Geri X's dad is an artist. She has no kind words for him, hence her refusal to carry his surname (which she won't reveal to me). Track number eight on Can't Make You Happy is titled "Father's Stamps." Geri X's singing is characteristically cool and detached, but she sinks her teeth into the lines, "You know you're just a gaping hole, a selfless loon, a failing starlet in a minor role/ Your eyes are leaking kerosene/ Be diligent, don't catch fire."
The discussion turns to Geri's days spent at Tampa's Blake High School, where early on she could not understand a word being uttered by teachers or classmates. "It was very frustrating," she says. "I'm a very personable person. I can strike up a conversation with anybody.
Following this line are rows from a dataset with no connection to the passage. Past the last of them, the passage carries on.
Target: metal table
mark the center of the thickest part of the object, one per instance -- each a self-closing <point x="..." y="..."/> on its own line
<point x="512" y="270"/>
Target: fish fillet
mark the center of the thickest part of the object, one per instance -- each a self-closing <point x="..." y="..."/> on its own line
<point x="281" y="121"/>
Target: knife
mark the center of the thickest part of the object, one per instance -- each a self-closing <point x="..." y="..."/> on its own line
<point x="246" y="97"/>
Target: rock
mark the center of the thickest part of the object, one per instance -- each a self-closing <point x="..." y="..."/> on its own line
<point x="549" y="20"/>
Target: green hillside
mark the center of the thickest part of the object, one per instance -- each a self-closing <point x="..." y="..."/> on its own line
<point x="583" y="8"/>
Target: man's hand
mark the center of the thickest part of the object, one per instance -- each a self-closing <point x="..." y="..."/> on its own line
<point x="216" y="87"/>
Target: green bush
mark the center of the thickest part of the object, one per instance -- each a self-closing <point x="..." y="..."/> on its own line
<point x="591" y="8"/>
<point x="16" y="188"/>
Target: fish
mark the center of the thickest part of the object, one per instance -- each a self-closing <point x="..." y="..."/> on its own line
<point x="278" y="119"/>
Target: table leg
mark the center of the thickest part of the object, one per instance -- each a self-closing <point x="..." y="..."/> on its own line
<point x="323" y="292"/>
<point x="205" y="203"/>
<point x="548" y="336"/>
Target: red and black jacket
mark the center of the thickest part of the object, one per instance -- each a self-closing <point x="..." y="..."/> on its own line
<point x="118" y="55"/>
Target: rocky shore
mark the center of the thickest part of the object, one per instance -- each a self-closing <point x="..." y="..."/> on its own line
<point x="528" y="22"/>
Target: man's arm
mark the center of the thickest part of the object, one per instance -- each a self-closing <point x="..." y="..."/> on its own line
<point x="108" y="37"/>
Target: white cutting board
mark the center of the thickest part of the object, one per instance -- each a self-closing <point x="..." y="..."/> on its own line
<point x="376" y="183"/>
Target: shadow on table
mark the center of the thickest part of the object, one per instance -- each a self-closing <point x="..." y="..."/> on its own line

It was very hard not being able to speak with people."
Geri X picked up English in six months, and a couple years later began expressing herself through rhymes set to sad music. A pianist and guitar-player as a child, she began penning tunes "a couple years ago" and so far has written "probably 200," but only plays "maybe 20 of them." Her first forays into songwriting produced, she says, "some pretty depressing shit."
Geri X released several homemade CDs before Can't Make You Happy came out last year on the Tampa-based indie label Mekka Records. In addition to 10 originals, the disc includes an impassioned reading of Leonard Cohen's postmodern hymn "Hallelujah," which was most famously covered by the late Jeff Buckley. "I was watching the Jeff Buckley Live in Chicago DVD, and I was just awestruck," she says. "That song just rips you apart."
At first, Geri X revered "Hallelujah" too much to record it. "I didn't wanna fuck it up," she says. But then one night she was on stage at Sacred Grounds in Tampa and someone requested it. She punched the song up on her computer to get the lyrics and chords. "I just sat there with my computer and my guitar in my lap singing it," she says. "That was the first time I played it."
The song continues to kill when she plays it live, as do originals such as "Hothead" and "Fever," the latter a highlight of the local compilation Southeast Music Alliance presents Volume Two: Tampa Bay & Beyond.
But despite a MySpace page peppered with glowing comments, weekly applause, a nifty award from the Loaf and recently being selected by BAAMO (Bay Area Arts & Music Organization) to play the 5th Annual Florida Bandango in Austin, Texas (during South by Southwest), Geri X adamantly insists that she does not like her own music.
"I hate all of my music," she deadpans. "I keep playing shows and writing music just so one day I can have a good show or say 'This song's fantastic.'"
Before we part ways, two and a half hours after meeting at The Globe, Geri X decides to tell a pirate joke that ends with the punch line "arrgh." She lets out an infectious belly laugh. "I'm not funny," Geri says. "Just funny-looking, and when I laugh it makes other people laugh."
Postcript: Word's going around that Geri X may soon relocate with her boyfriend/bassist Greg Roteik to his previous home in Wisconsin. I tried to confirm the rumor, but she was in Austin, Texas, and didn't return my calls.